Scorsese nasce appassionato spettatore, lettore e uditore di maestri indiscussi, da Meliès a Kurosawa e a Fellini, dal Vangelo a Shusaku Endo, dai Mascagni ai Rolling Stones e a Dylan e The Band, per citarne solo alcuni. Si può leggere la sua intera opera come una serie di omaggi al cinema e alle arti figurative, alla letteratura, alla musica: ha sempre usato tanti modi diversi di rappresentare l’uomo, il suo dramma e i suo mistero, partendo spesso da altre rappresentazioni, riflettendole in un gioco di specchi.

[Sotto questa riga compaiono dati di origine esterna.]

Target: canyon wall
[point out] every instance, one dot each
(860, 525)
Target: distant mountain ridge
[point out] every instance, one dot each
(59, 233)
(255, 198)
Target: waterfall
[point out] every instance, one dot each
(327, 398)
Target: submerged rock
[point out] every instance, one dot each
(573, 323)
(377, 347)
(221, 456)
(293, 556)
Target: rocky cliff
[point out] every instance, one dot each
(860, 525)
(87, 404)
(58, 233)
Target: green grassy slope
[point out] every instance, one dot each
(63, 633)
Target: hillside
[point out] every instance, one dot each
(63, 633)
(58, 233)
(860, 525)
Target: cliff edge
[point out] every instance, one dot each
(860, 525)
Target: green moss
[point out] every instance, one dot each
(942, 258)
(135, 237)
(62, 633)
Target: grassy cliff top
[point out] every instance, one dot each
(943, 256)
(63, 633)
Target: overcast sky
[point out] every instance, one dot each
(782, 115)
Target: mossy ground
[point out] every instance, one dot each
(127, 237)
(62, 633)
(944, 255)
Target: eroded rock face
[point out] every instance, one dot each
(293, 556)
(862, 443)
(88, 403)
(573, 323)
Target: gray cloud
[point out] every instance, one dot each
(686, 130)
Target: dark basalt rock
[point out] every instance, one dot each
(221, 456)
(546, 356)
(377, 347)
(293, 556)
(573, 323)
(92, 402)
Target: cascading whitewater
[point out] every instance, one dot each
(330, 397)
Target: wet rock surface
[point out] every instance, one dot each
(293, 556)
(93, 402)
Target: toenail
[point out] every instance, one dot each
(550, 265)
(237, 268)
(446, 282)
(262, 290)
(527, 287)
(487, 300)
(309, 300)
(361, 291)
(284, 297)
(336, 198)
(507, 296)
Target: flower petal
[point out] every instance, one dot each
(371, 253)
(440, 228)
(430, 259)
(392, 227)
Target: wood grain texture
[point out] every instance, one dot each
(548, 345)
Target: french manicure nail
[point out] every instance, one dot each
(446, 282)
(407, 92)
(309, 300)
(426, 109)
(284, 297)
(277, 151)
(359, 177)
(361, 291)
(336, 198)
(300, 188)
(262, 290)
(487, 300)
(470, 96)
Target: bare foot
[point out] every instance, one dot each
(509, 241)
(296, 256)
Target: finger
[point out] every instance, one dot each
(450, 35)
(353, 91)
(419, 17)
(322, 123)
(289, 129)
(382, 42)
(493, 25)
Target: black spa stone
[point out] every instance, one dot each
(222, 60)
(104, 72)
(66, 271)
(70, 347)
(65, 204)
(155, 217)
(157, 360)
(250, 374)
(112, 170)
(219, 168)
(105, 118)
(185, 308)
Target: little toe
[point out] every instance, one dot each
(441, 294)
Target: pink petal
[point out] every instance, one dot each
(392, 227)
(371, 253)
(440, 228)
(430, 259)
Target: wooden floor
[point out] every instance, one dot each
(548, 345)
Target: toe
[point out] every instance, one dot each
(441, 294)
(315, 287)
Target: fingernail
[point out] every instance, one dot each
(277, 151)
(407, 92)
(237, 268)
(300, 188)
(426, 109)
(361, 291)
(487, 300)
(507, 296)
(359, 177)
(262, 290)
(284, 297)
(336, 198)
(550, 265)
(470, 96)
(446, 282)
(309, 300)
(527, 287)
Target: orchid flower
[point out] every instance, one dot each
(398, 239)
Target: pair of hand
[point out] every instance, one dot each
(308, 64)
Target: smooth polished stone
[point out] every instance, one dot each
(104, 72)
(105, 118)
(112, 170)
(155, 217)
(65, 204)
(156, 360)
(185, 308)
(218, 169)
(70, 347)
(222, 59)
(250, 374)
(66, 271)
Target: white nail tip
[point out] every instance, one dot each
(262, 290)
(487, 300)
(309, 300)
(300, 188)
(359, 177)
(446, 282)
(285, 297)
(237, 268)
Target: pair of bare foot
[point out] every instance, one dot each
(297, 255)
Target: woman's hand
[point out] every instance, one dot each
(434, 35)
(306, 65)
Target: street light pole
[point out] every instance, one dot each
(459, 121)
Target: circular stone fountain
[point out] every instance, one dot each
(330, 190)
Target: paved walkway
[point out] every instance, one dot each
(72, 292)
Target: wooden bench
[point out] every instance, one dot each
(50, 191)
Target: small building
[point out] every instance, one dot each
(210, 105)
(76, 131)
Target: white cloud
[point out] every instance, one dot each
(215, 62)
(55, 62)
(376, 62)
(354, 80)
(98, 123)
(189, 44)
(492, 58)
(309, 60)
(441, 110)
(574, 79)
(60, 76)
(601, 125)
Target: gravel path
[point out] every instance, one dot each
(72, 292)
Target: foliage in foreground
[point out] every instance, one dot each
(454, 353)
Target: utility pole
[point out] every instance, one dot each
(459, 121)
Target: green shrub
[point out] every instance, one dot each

Con Bob Dylan vi è stato ora un passaggio ulteriore: i due punti di vista (Dylan e Scorsese) oltre che rispecchiarsi si sono riconosciuti e intrecciati, confusi, o meglio, sono entrati in risonanza. Nel non-documentario si vedono per lo più immagini di repertorio, fedeli testimonianze della potentissima forza evocativa del Dylan degli anni ’70, ma il modo in cui sono assemblate le immagini, le aggiunte, i ricami sulla storia vera, o le vere e proprie frottole (raccontate in interviste “recitate” da Sharon Stone, da un finto produttore del tour e da un finto regista di un fantomatico documentario, e così via…), sono frutto di una contaminazione reciproca dei due maestri dell’illusione. È come se insieme raccontassero la stessa storia, o meglio, lo stesso mistero. Il mistero della verità.

Nei primi minuti di intervista (orchestrata con l’amico intervistatore, e chi sa chi abbia effettivamente pensato questa frase) Dylan afferma: “se chi ti sta parlando indossa una maschera, allora sta dicendo la verità. Se non ha una maschera, allora è improbabile che sia sincero”. Nessuna verità senza una finzione, il senso delle cose è nascosto fra le righe, qui sta il punto sui cui entrambi gli illusionisti sono d’accordo. Sì, i due illusionisti, come Meliès, padre nobile del cinema, che nel finale saluta il pubblico indossando una maschera. Ma chi è veramente l’uomo mascherato? È Meliès, e dunque ciò che rappresenta, il cinema e l’arte in generale, Scorsese stesso? È forse l’intero film, che si spaccia per documentario senza averne diritto? È Dylan nel suo tour, con la sua maschera bianca da commedia dell’arte italiana? Tutti insieme, nessuno definitivamente. Il mistero resta insoluto, la maschera resta un enigma, e quella di Dylan in particolare rimane una maschera ambigua, tanto da confondere sulle sue stesse origini e sul suo significato (nella finta intervista Dylan vaneggia di un’ispirazione presa dai Kiss…!). Questo perché la maschera per sua natura confonde e nasconde, ma al tempo stesso è l’unico modo per essere persona: persona in latino significa volto, ma anche maschera, parte dell’attore. E Dylan è un attore, il migliore che Scorsese abbia mai visto, che ha indossato infinite maschere per dire sempre e solo la verità, quella che nel ’76 cercava scrutando con i suoi occhi verdissimi l’oscurità, che annuncia ammonendo che una Hard rain it’s gonna fall, che urla con tremenda crudeltà in Hurricane, che nasconde e ri-vela raccontando la propria leggenda.

I due illusionisti diventano allora profeti e sciamani della verità: la evocano, la aspettano, la cercano incessantemente, maschera dopo maschera, metafora dopo metafora, intrecciando i racconti, confondendo le carte, recitando poesie, raccontando storie, o forse solo leggende.